The Dialog
WILMINGTON — A Catholic tradition is back once again in Wilmington as seven city churches are teaming up for the annual Holy Thursday in the City, a pilgrimage that commemorates the hours Jesus spent in the Garden of Gethsemane.
The evening begins at each church with 7 p.m. Mass on March 29. Each of the churches will then remain open for the pilgrimage. The Blessed Sacrament will be processed to a special place of reposition in preparation for Good Friday services.

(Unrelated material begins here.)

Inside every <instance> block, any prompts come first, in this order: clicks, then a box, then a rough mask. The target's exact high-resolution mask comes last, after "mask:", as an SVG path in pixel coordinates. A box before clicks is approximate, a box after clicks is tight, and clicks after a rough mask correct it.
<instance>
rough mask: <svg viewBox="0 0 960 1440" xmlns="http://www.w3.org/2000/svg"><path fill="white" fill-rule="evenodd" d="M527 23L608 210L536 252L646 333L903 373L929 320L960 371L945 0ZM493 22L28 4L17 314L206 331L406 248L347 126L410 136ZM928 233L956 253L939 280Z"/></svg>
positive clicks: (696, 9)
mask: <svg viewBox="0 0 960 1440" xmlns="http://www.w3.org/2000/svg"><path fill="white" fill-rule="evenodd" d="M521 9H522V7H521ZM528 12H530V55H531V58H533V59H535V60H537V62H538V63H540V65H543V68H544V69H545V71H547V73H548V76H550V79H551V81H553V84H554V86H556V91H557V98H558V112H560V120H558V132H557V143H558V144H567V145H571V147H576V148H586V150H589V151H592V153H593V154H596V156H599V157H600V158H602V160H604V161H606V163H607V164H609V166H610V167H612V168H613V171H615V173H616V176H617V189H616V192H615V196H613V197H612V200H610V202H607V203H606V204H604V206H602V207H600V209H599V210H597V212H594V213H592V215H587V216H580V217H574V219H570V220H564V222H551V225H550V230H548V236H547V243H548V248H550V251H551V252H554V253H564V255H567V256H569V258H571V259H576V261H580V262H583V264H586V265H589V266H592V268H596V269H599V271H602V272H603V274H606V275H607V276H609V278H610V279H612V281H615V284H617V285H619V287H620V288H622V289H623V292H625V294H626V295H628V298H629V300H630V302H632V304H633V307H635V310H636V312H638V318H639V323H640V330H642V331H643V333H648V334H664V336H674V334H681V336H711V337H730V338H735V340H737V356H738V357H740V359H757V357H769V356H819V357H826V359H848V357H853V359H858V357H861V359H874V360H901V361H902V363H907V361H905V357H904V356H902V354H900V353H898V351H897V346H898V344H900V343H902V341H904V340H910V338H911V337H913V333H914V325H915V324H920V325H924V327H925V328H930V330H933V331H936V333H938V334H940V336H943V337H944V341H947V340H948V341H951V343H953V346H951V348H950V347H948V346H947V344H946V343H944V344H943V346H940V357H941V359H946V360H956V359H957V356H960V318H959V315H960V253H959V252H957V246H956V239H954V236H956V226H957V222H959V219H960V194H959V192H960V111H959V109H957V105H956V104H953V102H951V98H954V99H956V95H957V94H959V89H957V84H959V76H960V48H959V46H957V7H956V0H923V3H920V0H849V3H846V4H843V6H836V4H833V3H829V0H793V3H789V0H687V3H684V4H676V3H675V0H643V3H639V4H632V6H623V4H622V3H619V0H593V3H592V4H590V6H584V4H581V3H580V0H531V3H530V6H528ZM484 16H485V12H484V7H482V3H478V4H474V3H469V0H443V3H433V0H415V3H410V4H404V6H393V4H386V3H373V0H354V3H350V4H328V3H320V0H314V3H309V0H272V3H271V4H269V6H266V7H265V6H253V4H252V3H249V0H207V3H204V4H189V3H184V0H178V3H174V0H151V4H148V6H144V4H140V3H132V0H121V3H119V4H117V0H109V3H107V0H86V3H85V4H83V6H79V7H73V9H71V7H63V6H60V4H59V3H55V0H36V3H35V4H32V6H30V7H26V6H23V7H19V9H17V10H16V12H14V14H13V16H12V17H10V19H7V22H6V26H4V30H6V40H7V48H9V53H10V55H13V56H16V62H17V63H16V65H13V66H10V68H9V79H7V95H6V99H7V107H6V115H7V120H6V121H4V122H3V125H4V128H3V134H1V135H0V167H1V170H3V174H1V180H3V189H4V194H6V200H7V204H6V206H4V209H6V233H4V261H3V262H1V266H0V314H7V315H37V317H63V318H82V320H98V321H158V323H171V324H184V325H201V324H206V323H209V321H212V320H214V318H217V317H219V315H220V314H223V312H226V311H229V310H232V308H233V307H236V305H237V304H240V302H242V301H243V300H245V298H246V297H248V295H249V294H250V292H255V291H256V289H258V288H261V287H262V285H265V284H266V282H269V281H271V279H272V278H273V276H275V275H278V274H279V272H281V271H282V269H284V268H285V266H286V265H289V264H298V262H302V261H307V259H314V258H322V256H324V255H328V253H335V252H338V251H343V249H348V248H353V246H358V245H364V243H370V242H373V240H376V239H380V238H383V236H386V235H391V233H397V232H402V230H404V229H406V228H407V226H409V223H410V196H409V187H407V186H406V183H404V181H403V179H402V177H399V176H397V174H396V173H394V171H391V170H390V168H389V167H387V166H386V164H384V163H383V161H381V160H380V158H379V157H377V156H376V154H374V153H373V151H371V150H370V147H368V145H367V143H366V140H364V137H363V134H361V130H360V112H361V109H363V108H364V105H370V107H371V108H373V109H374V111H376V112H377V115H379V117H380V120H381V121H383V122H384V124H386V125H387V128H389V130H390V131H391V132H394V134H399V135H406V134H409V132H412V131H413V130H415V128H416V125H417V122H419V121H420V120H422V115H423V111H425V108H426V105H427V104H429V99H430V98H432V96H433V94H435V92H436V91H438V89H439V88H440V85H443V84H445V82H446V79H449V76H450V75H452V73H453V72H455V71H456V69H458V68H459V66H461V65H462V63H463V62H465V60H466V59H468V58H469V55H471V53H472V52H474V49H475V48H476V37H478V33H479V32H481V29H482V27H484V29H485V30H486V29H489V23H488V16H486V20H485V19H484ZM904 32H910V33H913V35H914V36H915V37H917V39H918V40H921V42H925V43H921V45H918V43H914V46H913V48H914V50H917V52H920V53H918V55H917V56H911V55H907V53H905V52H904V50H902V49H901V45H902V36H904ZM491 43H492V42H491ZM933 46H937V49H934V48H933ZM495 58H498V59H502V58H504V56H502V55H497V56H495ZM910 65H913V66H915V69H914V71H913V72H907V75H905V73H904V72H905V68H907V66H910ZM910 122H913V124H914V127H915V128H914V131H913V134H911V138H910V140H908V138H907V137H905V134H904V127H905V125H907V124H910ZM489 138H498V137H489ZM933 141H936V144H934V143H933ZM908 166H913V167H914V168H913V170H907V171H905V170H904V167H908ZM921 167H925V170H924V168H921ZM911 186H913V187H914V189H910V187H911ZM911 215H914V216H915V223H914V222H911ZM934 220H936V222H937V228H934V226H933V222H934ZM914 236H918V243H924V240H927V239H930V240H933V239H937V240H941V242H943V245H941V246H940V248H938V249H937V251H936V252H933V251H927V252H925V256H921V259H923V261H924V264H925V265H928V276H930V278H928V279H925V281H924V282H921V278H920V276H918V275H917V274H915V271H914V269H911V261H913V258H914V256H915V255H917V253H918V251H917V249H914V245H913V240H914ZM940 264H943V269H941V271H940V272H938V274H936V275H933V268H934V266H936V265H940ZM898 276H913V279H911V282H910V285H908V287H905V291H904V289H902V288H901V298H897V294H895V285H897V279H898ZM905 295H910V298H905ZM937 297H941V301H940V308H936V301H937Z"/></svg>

“It is a tradition that helps put faith into the concrete – we take the time to decorate to honor the presence of Christ and join him in the ‘garden’ of Gethsemane,” said Father Norman Carroll, pastor of St. Elizabeth Church in Wilmington.
Bishop Malooly will preside at Mass at the Cathedral of St. Peter, which, along with St. Mary of the Immaculate Conception and St. Patrick will remain open until 9 p.m. St. Joseph Church on French Street also remains open until 9.
St. Thomas the Apostle and St. Hedwig are open until 10 p.m. St. Hedwig will have Tenebrae at 10. St. Thomas will host a Tenebrae service on March 28 at 7 p.m.
The following churches are open until 11 p.m.: St. Ann, St. Elizabeth and St. Paul. The pilgrimage at St. Paul will take place in the lower chapel.
Father Carroll, who remembers the tradition from his childhood, said the tradition offers other benefits. For one, it gives people an opportunity to visit a church they might not otherwise have a reason to see. And visitors “might be inspired by one another’s devotion,” he said.
Holy Thursday signals the end of Lent and the beginning of the Holy Triduum, which ends on Easter Sunday. Visiting seven churches is a tradition that grew from the time of prayer and adoration after the Holy Thursday Mass. The practice may have originated in Rome, where pilgrims would visit the seven major basilicas.